Die Gesetzgeber sollten diesen 11,5 Millionen Immigranten ohne gültige Papiere einen "Weg zur Staatsbürgerschaft" ermöglichen, forderten Veranstalter und zahlreiche Redner nun bei einer Kundgebung vor dem Kapitolgebäude in der US-Hauptstadt.

Video ansehen 01:28

Demo für neues Einwanderungsgesetz

Der Protest soll den Druck auf die Abgeordneten und Senatoren im Kongress erhöhen, die derzeit über ein entsprechendes Gesetz debattieren. Vor allem die oppositionellen Republikaner sind dagegen, illegale Einwanderer einzubürgern.

Nach Vorstellung des demokratischen Präsidenten Obama soll es vor allem für qualifizierte Menschen leichter werden, in die USA überzusiedeln. Obama will zudem durchsetzen, dass auch Einwanderer ohne Papiere eine Aufenthaltserlaubnis bekommen können. Etwa durch den Nachweis von Sprach- und Geschichtskenntnissen.

Gesetzentwürfe auf dem Tisch

Im Januar hatten acht Senatoren beider Parteien eine Reform vorgeschlagen, die einem Teil der 11,5 Millionen illegal in den USA lebenden Einwanderern ein Aufenthaltsrecht einräumen würde. Auch das Weiße Haus legte kurz darauf einen Gesetzentwurf vor, der allerdings von den Republikanern zurückgewiesen wurde.

Tausende demonstrieren vor dem Kapitol (Foto: rtr)

Zehntausende fordern vor dem Kapitol die US-Staatsbürgerschaft

Eigentlich sind die beiden Vorlagen nicht weit voneinander entfernt.

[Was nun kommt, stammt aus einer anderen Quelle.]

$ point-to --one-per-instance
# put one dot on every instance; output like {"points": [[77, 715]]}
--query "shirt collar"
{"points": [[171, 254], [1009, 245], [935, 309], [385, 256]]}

Die Republikaner machen allerdings die Legalisierung von Einwanderern von einer schärferen Bewachung der US-Grenzen abhängig. Senator Lindsey Graham schlug dazu den Einsatz unbemannter Drohnen vor.

Vor einigen Tagen nun legten anscheinend Arbeitgeber- und Arbeitnehmerverbände ihren Streit bei und verständigten sich auf ein Programm für gering qualifizierte Beschäftigte.

Der Chef des Gewerkschaftsverbands AFL-CIO, Richard Trumka, und der Leiter der US-Handelskammer, Tom Donohue, hätten sich in einem Telefonat über die Löhne für neue Arbeitskräfte und über die betroffenen Industriezweige geeinigt, hieß es aus dem Umfeld der Verhandelnden. Eine offizielle Bestätigung steht noch aus. Der Streit zwischen Arbeitgebern und Arbeitnehmern galt als weitere große Hürde für die Verabschiedung der Einwanderungsreform.